Alain Visser, Chief Executive von Lynk für Europa, sagte, dass die Zahl ohne Lieferkettenprobleme höher gewesen wäre.
„Wir hätten viel mehr Autos verkaufen können, wenn es genügend Lieferungen aus unserer Fabrik in China gegeben hätte“, sagte Visser gegenüber Nikkei Asia. „Aber Lieferengpässe wurden in letzter Zeit dank unserer Muttergesellschaft Geely überwunden, die uns in der Lieferkette priorisiert, sodass unsere Lieferzeit in Deutschland derzeit bei drei bis fünf Monaten liegt, verglichen mit den 10 bis 15 Monaten der europäischen Automobilhersteller wird die Kaufentscheidung der Kunden zu unserem Vorteil entscheidend beeinflussen.“
Die europäischen Automobilhersteller waren nicht nur aufgrund eines weltweiten Chip-Mangels, der die Automobilindustrie traf, sondern auch wegen eines Mangels an Kabelbäumen gezwungen, ihre Produktion zu reduzieren. Die Ukraine ist eine Hauptquelle für Kabelbäume für VW, BMW, Porsche, Audi und Mercedes, aber die Produktion wurde seit der russischen Invasion unterbrochen.

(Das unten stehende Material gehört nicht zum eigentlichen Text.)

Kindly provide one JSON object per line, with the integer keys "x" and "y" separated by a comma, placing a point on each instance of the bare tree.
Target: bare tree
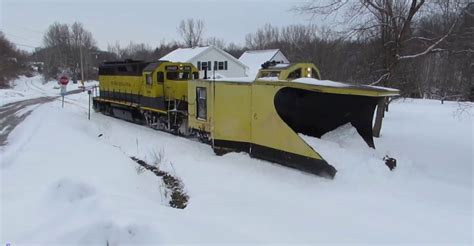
{"x": 63, "y": 46}
{"x": 388, "y": 21}
{"x": 191, "y": 31}
{"x": 264, "y": 38}
{"x": 217, "y": 42}
{"x": 12, "y": 62}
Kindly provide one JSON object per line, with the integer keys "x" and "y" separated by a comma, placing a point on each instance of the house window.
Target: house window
{"x": 149, "y": 80}
{"x": 201, "y": 103}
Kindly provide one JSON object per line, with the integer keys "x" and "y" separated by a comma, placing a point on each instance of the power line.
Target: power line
{"x": 20, "y": 37}
{"x": 25, "y": 39}
{"x": 28, "y": 29}
{"x": 25, "y": 45}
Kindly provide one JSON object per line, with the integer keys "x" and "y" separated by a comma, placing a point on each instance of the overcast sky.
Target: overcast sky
{"x": 25, "y": 21}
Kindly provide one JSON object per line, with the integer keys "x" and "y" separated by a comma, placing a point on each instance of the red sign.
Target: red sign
{"x": 64, "y": 80}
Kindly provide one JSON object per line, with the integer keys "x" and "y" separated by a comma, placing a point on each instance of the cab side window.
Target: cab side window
{"x": 201, "y": 102}
{"x": 295, "y": 74}
{"x": 160, "y": 77}
{"x": 149, "y": 80}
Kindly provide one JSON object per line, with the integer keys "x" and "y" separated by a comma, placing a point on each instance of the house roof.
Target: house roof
{"x": 188, "y": 54}
{"x": 255, "y": 58}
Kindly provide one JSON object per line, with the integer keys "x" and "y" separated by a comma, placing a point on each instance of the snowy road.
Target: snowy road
{"x": 14, "y": 113}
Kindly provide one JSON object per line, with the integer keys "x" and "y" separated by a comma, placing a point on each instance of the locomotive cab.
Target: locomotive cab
{"x": 288, "y": 71}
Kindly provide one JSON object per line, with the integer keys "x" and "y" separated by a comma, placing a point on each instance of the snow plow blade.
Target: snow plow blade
{"x": 314, "y": 113}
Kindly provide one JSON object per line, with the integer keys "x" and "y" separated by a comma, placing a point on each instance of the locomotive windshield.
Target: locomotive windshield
{"x": 178, "y": 75}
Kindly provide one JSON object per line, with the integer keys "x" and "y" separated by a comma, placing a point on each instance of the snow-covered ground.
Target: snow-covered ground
{"x": 33, "y": 87}
{"x": 62, "y": 183}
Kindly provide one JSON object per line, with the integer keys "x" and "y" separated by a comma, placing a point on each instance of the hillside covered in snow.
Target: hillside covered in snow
{"x": 69, "y": 180}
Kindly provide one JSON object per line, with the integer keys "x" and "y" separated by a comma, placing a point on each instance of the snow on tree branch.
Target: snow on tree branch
{"x": 430, "y": 48}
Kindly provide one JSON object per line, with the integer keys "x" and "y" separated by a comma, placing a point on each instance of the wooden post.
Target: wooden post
{"x": 378, "y": 117}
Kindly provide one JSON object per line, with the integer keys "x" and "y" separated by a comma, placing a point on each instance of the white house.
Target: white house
{"x": 255, "y": 58}
{"x": 209, "y": 58}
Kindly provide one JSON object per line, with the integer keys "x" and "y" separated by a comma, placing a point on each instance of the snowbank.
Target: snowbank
{"x": 33, "y": 87}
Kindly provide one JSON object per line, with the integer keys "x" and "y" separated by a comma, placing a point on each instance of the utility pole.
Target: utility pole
{"x": 82, "y": 66}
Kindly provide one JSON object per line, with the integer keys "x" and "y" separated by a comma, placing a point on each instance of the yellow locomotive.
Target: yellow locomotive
{"x": 261, "y": 116}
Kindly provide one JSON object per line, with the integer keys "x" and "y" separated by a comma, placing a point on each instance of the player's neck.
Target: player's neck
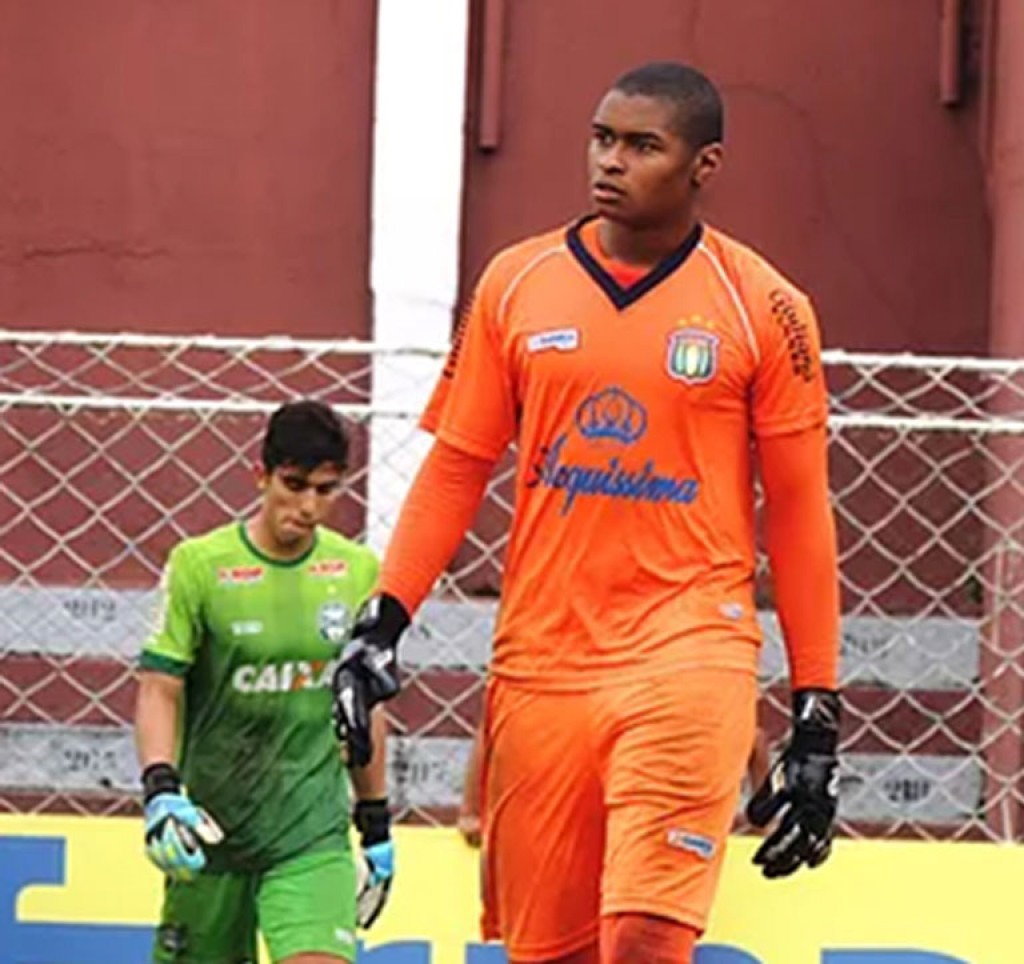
{"x": 262, "y": 539}
{"x": 643, "y": 247}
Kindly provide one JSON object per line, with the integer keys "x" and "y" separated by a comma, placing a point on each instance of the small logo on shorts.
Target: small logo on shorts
{"x": 732, "y": 610}
{"x": 171, "y": 938}
{"x": 702, "y": 846}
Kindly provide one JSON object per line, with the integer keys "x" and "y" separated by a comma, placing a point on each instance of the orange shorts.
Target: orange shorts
{"x": 616, "y": 800}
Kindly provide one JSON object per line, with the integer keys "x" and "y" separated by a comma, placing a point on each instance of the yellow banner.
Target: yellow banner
{"x": 78, "y": 890}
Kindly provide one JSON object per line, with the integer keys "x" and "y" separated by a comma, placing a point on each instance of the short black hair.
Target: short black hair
{"x": 699, "y": 114}
{"x": 306, "y": 434}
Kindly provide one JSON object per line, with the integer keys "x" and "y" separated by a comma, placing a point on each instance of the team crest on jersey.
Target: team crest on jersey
{"x": 692, "y": 355}
{"x": 335, "y": 621}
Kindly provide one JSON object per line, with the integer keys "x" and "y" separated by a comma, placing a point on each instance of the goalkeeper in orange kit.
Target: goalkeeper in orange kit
{"x": 647, "y": 367}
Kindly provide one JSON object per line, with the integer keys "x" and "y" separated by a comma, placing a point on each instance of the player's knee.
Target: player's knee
{"x": 643, "y": 938}
{"x": 588, "y": 955}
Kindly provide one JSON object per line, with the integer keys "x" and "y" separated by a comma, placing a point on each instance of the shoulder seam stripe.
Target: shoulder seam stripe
{"x": 523, "y": 271}
{"x": 744, "y": 318}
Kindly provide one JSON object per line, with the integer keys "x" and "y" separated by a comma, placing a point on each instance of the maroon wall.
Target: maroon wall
{"x": 194, "y": 166}
{"x": 843, "y": 167}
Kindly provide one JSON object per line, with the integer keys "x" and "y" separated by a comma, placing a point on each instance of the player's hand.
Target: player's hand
{"x": 176, "y": 830}
{"x": 468, "y": 825}
{"x": 375, "y": 868}
{"x": 367, "y": 674}
{"x": 802, "y": 789}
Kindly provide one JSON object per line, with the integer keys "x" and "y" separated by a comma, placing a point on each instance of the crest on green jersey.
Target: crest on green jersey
{"x": 335, "y": 621}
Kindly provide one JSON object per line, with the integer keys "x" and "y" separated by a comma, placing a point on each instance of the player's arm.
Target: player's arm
{"x": 800, "y": 539}
{"x": 790, "y": 415}
{"x": 176, "y": 830}
{"x": 440, "y": 506}
{"x": 157, "y": 717}
{"x": 372, "y": 816}
{"x": 473, "y": 416}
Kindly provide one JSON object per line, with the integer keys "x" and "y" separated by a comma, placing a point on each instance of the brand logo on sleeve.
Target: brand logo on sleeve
{"x": 328, "y": 569}
{"x": 798, "y": 339}
{"x": 560, "y": 339}
{"x": 240, "y": 575}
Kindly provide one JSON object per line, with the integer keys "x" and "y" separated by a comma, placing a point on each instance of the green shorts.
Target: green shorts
{"x": 306, "y": 904}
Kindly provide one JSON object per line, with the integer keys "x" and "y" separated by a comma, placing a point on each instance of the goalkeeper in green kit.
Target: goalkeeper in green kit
{"x": 247, "y": 808}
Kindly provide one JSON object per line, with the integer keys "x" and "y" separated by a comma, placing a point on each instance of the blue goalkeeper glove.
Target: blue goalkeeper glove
{"x": 176, "y": 830}
{"x": 802, "y": 789}
{"x": 367, "y": 674}
{"x": 375, "y": 870}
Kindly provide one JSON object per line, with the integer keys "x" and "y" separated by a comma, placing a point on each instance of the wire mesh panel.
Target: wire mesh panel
{"x": 113, "y": 448}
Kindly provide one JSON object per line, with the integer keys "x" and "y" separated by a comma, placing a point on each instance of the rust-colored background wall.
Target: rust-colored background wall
{"x": 843, "y": 167}
{"x": 195, "y": 166}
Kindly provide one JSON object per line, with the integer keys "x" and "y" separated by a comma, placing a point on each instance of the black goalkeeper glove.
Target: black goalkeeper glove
{"x": 368, "y": 673}
{"x": 375, "y": 869}
{"x": 802, "y": 789}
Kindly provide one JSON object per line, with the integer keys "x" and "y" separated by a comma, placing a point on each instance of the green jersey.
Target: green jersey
{"x": 256, "y": 640}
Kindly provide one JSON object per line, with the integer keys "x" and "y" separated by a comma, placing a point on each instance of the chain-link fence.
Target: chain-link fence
{"x": 113, "y": 448}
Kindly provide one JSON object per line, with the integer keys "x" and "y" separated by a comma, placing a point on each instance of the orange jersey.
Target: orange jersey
{"x": 635, "y": 411}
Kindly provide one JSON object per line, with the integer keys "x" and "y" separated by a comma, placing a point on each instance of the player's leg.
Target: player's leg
{"x": 543, "y": 827}
{"x": 645, "y": 937}
{"x": 589, "y": 955}
{"x": 306, "y": 907}
{"x": 210, "y": 919}
{"x": 679, "y": 746}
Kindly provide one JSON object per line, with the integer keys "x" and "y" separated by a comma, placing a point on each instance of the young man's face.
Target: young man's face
{"x": 296, "y": 501}
{"x": 642, "y": 172}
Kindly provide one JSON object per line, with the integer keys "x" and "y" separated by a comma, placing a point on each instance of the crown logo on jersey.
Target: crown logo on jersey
{"x": 611, "y": 414}
{"x": 692, "y": 355}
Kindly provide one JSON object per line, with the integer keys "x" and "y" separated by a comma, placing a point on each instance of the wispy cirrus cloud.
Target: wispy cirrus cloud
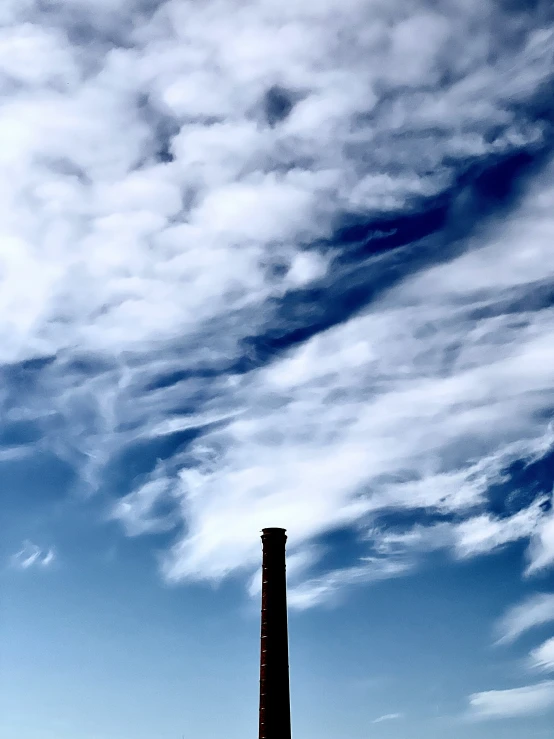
{"x": 173, "y": 179}
{"x": 542, "y": 657}
{"x": 526, "y": 701}
{"x": 387, "y": 717}
{"x": 535, "y": 611}
{"x": 31, "y": 555}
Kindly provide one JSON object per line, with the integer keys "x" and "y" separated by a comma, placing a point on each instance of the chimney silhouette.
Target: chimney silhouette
{"x": 274, "y": 653}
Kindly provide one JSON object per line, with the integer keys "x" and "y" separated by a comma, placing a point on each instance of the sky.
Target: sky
{"x": 275, "y": 263}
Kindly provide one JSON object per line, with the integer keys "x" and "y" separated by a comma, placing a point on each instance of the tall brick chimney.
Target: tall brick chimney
{"x": 274, "y": 657}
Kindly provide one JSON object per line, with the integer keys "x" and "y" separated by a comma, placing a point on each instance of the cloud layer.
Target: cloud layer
{"x": 527, "y": 701}
{"x": 174, "y": 181}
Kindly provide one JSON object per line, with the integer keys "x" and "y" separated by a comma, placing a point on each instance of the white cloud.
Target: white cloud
{"x": 542, "y": 657}
{"x": 535, "y": 611}
{"x": 542, "y": 548}
{"x": 140, "y": 268}
{"x": 31, "y": 555}
{"x": 387, "y": 717}
{"x": 526, "y": 701}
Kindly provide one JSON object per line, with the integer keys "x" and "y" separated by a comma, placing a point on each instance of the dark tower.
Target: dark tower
{"x": 274, "y": 658}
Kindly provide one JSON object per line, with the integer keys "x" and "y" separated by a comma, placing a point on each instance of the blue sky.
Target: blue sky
{"x": 277, "y": 264}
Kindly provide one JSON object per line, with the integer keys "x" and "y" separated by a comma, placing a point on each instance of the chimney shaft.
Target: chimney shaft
{"x": 274, "y": 657}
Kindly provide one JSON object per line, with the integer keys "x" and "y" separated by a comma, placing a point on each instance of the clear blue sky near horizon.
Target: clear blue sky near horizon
{"x": 266, "y": 263}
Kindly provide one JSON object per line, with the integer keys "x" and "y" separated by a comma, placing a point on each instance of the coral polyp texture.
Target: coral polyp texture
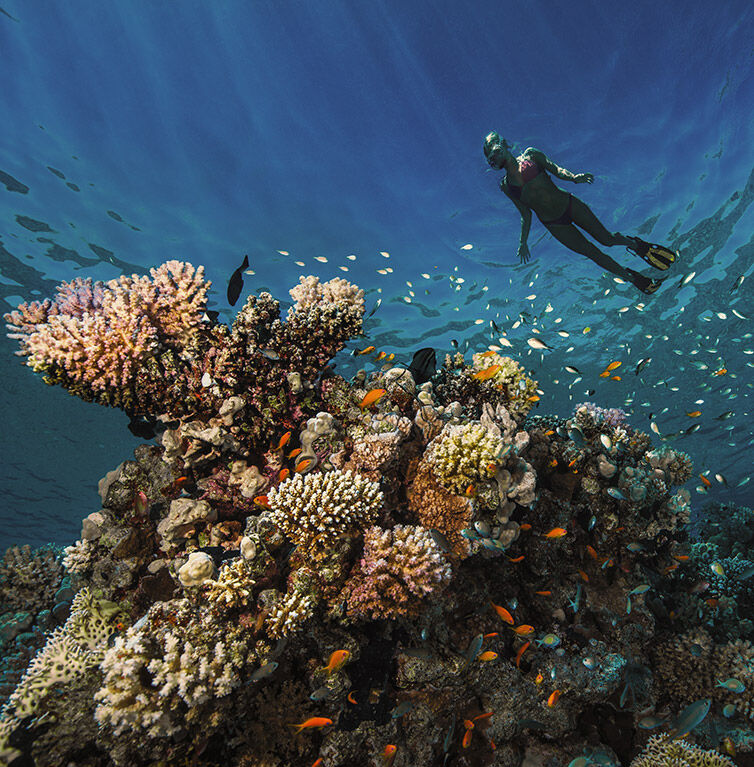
{"x": 375, "y": 560}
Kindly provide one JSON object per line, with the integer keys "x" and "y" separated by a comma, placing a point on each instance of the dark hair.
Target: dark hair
{"x": 491, "y": 140}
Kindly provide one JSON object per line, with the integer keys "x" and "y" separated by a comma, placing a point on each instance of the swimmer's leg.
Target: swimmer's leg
{"x": 582, "y": 216}
{"x": 573, "y": 239}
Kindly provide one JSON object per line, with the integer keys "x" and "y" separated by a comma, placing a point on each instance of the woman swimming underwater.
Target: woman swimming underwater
{"x": 528, "y": 185}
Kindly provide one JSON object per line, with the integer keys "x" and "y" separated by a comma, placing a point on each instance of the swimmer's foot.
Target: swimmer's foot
{"x": 645, "y": 284}
{"x": 655, "y": 255}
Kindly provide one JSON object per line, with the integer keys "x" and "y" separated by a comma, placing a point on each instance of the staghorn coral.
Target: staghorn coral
{"x": 316, "y": 510}
{"x": 399, "y": 569}
{"x": 70, "y": 652}
{"x": 100, "y": 334}
{"x": 678, "y": 753}
{"x": 176, "y": 659}
{"x": 463, "y": 455}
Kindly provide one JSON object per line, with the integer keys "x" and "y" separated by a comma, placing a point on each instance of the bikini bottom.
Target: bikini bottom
{"x": 564, "y": 219}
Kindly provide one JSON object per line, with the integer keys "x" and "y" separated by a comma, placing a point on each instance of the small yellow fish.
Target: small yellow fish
{"x": 487, "y": 373}
{"x": 338, "y": 659}
{"x": 372, "y": 397}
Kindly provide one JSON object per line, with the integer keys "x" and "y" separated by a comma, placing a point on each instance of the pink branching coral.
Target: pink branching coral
{"x": 399, "y": 568}
{"x": 99, "y": 334}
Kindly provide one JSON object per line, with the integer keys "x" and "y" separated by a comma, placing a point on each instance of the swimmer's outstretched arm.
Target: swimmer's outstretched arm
{"x": 543, "y": 160}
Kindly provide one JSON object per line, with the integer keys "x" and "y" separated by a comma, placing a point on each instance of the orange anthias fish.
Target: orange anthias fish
{"x": 503, "y": 613}
{"x": 303, "y": 465}
{"x": 372, "y": 397}
{"x": 520, "y": 653}
{"x": 487, "y": 373}
{"x": 312, "y": 721}
{"x": 337, "y": 660}
{"x": 388, "y": 755}
{"x": 284, "y": 440}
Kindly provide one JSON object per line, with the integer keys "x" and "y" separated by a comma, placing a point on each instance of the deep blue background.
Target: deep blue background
{"x": 336, "y": 128}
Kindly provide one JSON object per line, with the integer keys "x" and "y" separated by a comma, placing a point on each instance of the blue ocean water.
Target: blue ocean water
{"x": 138, "y": 132}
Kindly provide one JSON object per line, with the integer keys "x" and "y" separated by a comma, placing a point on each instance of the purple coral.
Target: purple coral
{"x": 398, "y": 569}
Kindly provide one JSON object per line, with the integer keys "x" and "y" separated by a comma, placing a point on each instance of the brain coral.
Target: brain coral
{"x": 315, "y": 510}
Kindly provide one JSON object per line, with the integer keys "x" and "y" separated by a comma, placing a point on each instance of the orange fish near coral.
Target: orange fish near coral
{"x": 337, "y": 660}
{"x": 372, "y": 397}
{"x": 284, "y": 440}
{"x": 503, "y": 613}
{"x": 388, "y": 755}
{"x": 312, "y": 722}
{"x": 520, "y": 653}
{"x": 487, "y": 373}
{"x": 303, "y": 465}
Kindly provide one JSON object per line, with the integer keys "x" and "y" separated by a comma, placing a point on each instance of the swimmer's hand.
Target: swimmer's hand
{"x": 523, "y": 253}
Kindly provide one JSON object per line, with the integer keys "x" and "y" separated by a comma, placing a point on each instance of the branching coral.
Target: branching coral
{"x": 399, "y": 569}
{"x": 678, "y": 753}
{"x": 315, "y": 510}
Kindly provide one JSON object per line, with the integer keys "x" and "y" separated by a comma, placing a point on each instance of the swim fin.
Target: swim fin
{"x": 655, "y": 255}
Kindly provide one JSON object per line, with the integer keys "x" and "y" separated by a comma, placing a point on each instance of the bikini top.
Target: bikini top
{"x": 528, "y": 169}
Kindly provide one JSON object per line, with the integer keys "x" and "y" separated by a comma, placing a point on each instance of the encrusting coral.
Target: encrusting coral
{"x": 372, "y": 560}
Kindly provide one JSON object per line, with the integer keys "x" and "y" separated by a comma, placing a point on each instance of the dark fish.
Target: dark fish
{"x": 423, "y": 365}
{"x": 142, "y": 427}
{"x": 235, "y": 283}
{"x": 691, "y": 716}
{"x": 642, "y": 364}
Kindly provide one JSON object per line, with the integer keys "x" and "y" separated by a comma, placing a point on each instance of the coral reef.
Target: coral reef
{"x": 374, "y": 561}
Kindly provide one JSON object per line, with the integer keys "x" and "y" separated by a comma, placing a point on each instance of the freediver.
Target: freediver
{"x": 530, "y": 188}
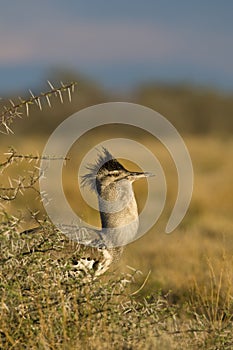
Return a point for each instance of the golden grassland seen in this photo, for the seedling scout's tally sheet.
(187, 298)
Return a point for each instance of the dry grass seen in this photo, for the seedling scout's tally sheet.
(187, 301)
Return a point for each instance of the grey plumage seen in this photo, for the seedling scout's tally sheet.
(112, 184)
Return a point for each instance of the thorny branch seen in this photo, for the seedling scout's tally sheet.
(21, 183)
(16, 110)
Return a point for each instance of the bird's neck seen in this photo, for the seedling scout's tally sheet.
(117, 205)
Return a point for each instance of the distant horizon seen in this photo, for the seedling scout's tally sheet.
(119, 45)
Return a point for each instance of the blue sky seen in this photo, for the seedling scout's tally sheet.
(117, 43)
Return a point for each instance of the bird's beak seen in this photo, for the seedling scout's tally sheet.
(139, 175)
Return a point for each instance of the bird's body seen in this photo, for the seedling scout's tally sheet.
(92, 252)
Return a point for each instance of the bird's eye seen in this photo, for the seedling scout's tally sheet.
(114, 173)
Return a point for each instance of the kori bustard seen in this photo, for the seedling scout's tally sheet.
(112, 183)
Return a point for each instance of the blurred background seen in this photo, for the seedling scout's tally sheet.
(175, 57)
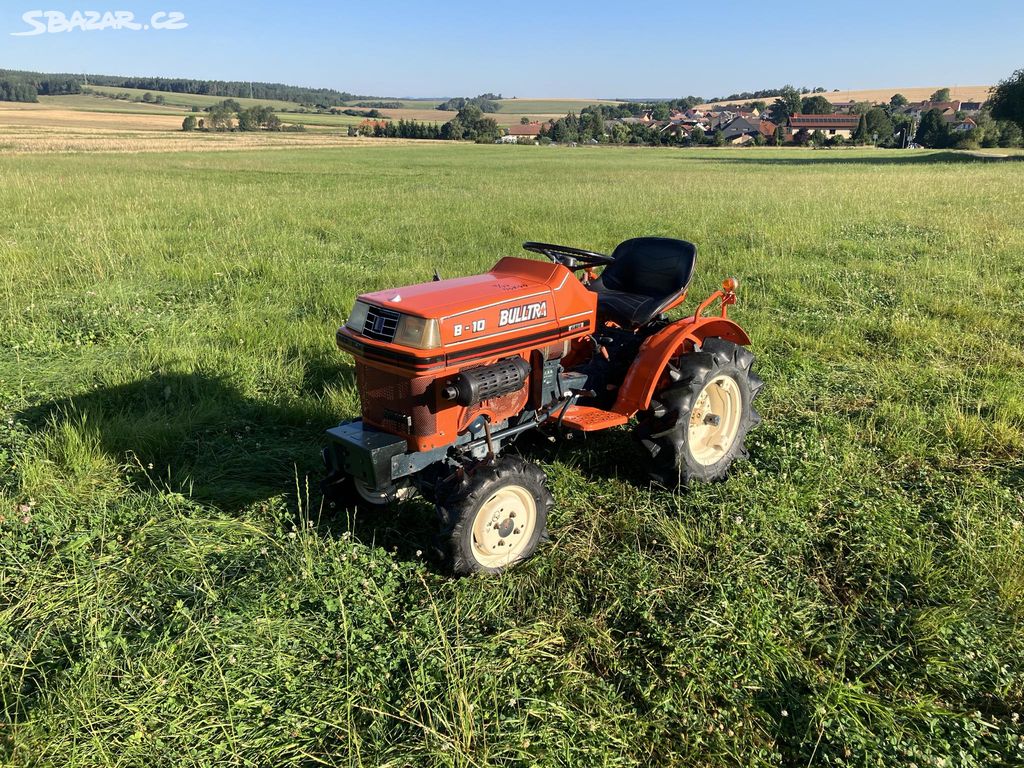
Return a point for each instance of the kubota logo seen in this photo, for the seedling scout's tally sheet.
(523, 313)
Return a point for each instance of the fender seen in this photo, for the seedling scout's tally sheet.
(645, 373)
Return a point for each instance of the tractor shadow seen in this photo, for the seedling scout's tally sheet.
(598, 456)
(199, 435)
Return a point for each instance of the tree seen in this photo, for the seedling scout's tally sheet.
(816, 105)
(860, 135)
(880, 127)
(220, 119)
(1007, 99)
(1010, 134)
(248, 120)
(788, 102)
(933, 130)
(475, 126)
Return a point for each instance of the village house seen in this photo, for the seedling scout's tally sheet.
(830, 125)
(522, 131)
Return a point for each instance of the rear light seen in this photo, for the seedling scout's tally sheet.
(357, 318)
(420, 333)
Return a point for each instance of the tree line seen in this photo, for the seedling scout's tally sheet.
(28, 86)
(55, 84)
(484, 102)
(230, 116)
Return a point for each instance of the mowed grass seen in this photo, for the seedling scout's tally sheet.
(172, 593)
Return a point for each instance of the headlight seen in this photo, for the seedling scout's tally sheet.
(418, 332)
(357, 318)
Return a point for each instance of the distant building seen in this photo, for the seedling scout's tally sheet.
(740, 130)
(524, 130)
(830, 125)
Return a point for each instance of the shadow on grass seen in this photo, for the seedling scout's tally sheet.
(198, 435)
(893, 157)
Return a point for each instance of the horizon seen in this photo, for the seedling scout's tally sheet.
(365, 60)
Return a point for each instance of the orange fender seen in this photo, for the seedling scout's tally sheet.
(646, 371)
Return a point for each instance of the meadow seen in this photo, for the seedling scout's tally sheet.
(172, 591)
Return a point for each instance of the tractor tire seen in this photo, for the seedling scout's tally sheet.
(696, 428)
(496, 517)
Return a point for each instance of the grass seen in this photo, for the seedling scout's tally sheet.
(172, 594)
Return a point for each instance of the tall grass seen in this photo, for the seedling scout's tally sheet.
(171, 592)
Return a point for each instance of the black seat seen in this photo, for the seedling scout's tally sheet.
(647, 275)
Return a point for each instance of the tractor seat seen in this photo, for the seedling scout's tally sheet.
(648, 274)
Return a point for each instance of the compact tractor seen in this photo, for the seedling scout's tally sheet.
(451, 372)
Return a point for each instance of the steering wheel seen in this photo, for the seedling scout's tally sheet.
(573, 258)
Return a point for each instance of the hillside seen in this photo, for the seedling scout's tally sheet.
(958, 92)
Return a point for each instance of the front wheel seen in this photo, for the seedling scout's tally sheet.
(697, 428)
(497, 517)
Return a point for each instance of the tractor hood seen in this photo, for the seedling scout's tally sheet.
(445, 298)
(517, 300)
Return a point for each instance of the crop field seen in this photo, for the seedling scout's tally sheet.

Der Vorstoß chinesischer Autohersteller nach Deutschland kommt, da lokale Marken begonnen haben, an Boden zu verlieren. In der ersten Jahreshälfte haben deutsche Elektrofahrzeuge im Inland Marktanteile an Konkurrenten aus Frankreich, Südkorea und den USA verloren.
„Die wachsende Präsenz der chinesischen Autohersteller lässt nun weitere Marktanteilsverluste aufkommen, wozu auch die gute Qualität der chinesischen Autos beiträgt“, sagte Stefan Bratzel, Leiter des Center of Automotive Management, kürzlich dem Handelsblatt.
Der neueste Schuss in den Arm für chinesische Autohersteller kommt in Form von erstklassigen Sicherheitstestergebnissen.
Ora und Wey von Great Wall Motor erhielten vor kurzem jeweils eine volle Fünf-Sterne-Bewertung von Euro NCAP, einem europäischen Programm zur Bewertung der Fahrzeugsicherheit mit Sitz in Belgien.
Das ist ein scharfer Kontrast zur ersten Welle chinesischer Autostarts auf dem Kontinent. Im Jahr 2005 erhielt der Landwind-SUV von Jiangling Motors bekanntermaßen eine Null-Sterne-Bewertung, und zwei Jahre später erhielt die BS6-Limousine von Brilliance nur einen Stern.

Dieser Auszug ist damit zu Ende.